Liam moved the beer bottle around to her cheek and pressed it against her damp skin. Her fans were crowding the stage, waiting for her to step down. Waiting to mob her. He opened the beer and offered it to her; she grabbed it and drank.

“How does it feel to be a rock goddess?” he asked. He probably expected her to stammer, to protest, because “rock goddess” was laying it on thick and they both knew it.

But what she said was “It feels fantastic.”

Because it did, and she never wanted this feeling to end.

She took another long drink and put the beer back into his hand. He paused as if waiting for her to thank him for the beer or the compliment, but instead she turned, and, without warning, jumped off the stage, swan-diving right into the waiting arms of the crowd with a confident arrogance that surprised even her sometimes.

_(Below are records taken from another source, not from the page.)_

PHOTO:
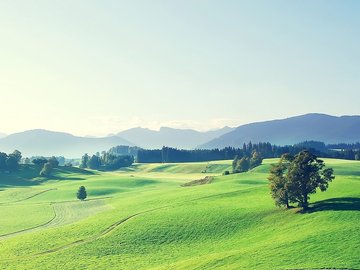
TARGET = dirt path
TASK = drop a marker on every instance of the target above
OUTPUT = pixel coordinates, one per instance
(27, 198)
(65, 213)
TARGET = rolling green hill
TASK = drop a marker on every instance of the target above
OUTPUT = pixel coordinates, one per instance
(142, 218)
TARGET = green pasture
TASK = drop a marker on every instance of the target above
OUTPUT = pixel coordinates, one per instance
(142, 218)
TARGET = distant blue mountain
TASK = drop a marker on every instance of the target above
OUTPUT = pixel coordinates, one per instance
(179, 138)
(48, 143)
(314, 126)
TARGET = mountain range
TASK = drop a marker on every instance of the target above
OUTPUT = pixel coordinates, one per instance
(40, 142)
(314, 126)
(179, 138)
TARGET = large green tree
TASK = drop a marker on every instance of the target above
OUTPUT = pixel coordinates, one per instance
(293, 179)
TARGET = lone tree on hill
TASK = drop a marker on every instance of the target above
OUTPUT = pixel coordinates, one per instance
(81, 194)
(46, 170)
(293, 179)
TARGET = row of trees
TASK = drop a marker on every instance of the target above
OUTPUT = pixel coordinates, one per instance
(294, 178)
(10, 162)
(106, 161)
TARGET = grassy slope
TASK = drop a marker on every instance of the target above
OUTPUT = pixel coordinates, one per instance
(150, 222)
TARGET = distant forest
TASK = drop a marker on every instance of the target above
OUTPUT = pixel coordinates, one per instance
(265, 150)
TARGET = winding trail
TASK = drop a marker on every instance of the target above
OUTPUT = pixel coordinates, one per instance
(108, 230)
(29, 197)
(63, 214)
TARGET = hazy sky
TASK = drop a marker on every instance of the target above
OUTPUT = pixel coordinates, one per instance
(98, 67)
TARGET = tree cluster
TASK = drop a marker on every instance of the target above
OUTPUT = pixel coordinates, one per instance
(106, 161)
(294, 178)
(10, 162)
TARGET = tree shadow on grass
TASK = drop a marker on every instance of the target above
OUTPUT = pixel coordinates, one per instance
(335, 204)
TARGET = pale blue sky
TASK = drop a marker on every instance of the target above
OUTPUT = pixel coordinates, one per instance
(98, 67)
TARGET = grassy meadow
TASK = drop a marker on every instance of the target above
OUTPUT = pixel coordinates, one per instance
(143, 218)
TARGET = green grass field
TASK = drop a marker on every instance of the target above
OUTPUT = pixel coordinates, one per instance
(142, 218)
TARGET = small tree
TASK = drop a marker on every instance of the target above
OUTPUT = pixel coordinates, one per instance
(307, 173)
(81, 194)
(255, 160)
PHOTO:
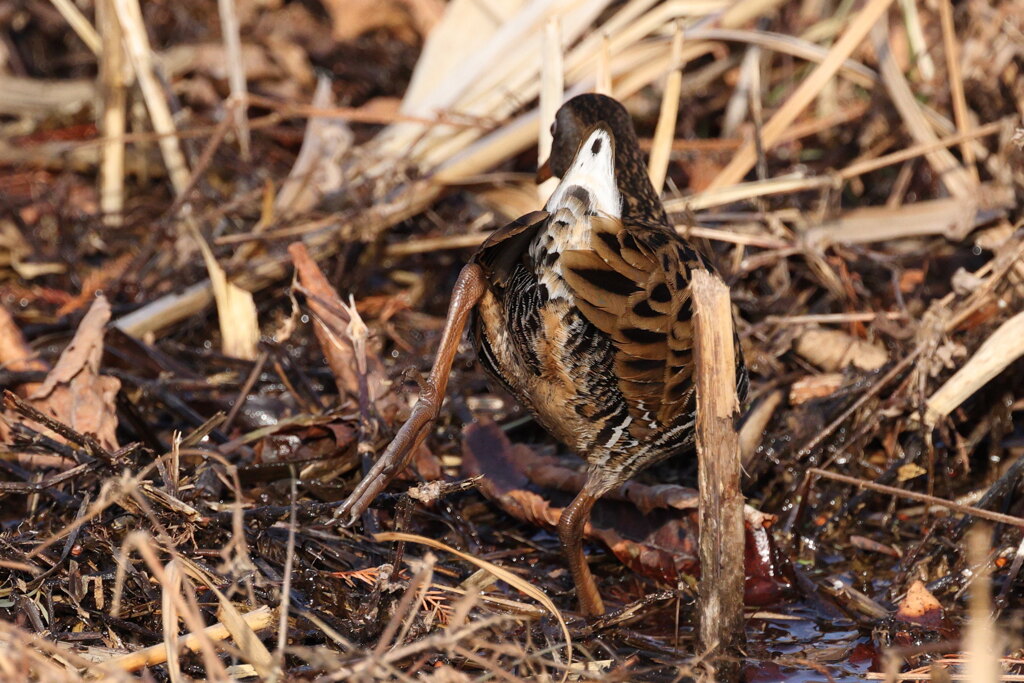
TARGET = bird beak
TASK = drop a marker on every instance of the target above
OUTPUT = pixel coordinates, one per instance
(544, 172)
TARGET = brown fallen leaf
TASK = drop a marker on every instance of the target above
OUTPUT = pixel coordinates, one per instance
(921, 607)
(75, 392)
(332, 324)
(15, 354)
(651, 529)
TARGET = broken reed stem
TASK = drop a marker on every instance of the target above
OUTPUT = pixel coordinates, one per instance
(1001, 348)
(721, 504)
(660, 148)
(743, 161)
(951, 48)
(114, 99)
(982, 645)
(236, 73)
(157, 654)
(552, 91)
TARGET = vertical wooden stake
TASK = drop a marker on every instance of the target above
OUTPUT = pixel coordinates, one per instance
(721, 503)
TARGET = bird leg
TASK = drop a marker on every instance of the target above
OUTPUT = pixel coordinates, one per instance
(570, 528)
(468, 290)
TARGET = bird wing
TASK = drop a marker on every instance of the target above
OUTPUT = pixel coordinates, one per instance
(633, 285)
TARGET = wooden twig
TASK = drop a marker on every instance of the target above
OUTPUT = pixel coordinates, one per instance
(257, 620)
(114, 99)
(238, 103)
(951, 48)
(657, 166)
(721, 507)
(914, 496)
(1001, 348)
(804, 94)
(981, 642)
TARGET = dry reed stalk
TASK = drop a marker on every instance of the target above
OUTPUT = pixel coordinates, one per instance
(948, 217)
(257, 620)
(784, 184)
(80, 26)
(915, 36)
(114, 99)
(952, 175)
(981, 641)
(140, 55)
(747, 156)
(961, 114)
(552, 89)
(721, 503)
(665, 131)
(602, 78)
(980, 513)
(1001, 348)
(238, 102)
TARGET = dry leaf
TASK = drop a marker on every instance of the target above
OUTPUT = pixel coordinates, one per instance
(921, 607)
(75, 392)
(659, 543)
(833, 349)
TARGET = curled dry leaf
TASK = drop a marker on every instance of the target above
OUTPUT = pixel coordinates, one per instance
(651, 529)
(833, 349)
(331, 329)
(921, 607)
(75, 392)
(814, 386)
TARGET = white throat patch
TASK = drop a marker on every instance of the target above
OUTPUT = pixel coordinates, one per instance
(593, 171)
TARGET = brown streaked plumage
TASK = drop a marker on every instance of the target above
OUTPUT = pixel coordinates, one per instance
(583, 312)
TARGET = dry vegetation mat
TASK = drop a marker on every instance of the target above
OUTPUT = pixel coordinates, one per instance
(227, 236)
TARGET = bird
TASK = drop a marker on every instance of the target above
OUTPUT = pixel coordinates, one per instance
(582, 311)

Liam looked on as her fans passed her lithe body overhead, never letting her come close to hitting the ground. She shrieked in delight as she bounced among them, her weight supported by their arms. When they finally put her down, gently and on her feet, the line of people who wanted to talk to her, to buy her a drink, was at least ten deep, and she forgot all about Liam.

Months later, Liam would tell her that the night she jumped off that stage was the night she’d intrigued him so much he decided that he simply had to know more about her.

When Layla was onstage, microphone in hand, the crowd gazing up at her, she was awfully shiny, too.

Maybe shinier than Suzanne, even.

Every man in that bar would have agreed that Suzanne was beautiful, but Layla was the one everyone—man or woman—came to see.

 

 

chapter 8

 

Josh


Justin, one of Josh’s older brothers and a former self-proclaimed bachelor for life, met a woman he couldn’t live without, and suddenly marriage was the greatest, most awesome thing in the world. Josh had listened patiently over beers one night as Justin blathered on like a lovesick fool. Josh didn’t have the heart to tell him it was early days, partly because he and his brother were close, and partly because Josh still remembered being so stupidly in love that putting a ring on it seemed like the only gesture grand enough to honor the way he felt about Kimmy. He didn’t regret it, but if he’d had a crystal ball and even the slightest bit of impulse control, he might have had a completely different life. He’d been thinking about that a lot lately.

Justin and his fiancée were getting married next Saturday night in a large ornate church in her hometown. It was a four-hour drive, so they’d be making a weekend of it and coming back home Sunday morning after brunch. Sasha overheard Josh making the arrangement to board Norton. “Dad!” she cried the minute he hung up the phone. “Norton has to come with us. We can’t leave him behind.” In the weeks that had followed Norton becoming a part of their household, Sasha had fallen hopelessly in love with the dog. When Sasha was at Josh’s house, Norton could always be found by her side.

“I don’t think your uncle Justin, or his bride-to-be, would go for that. It’ll be okay. The place is really nice. We can sign him up for extra walks. They even have dog cookies.”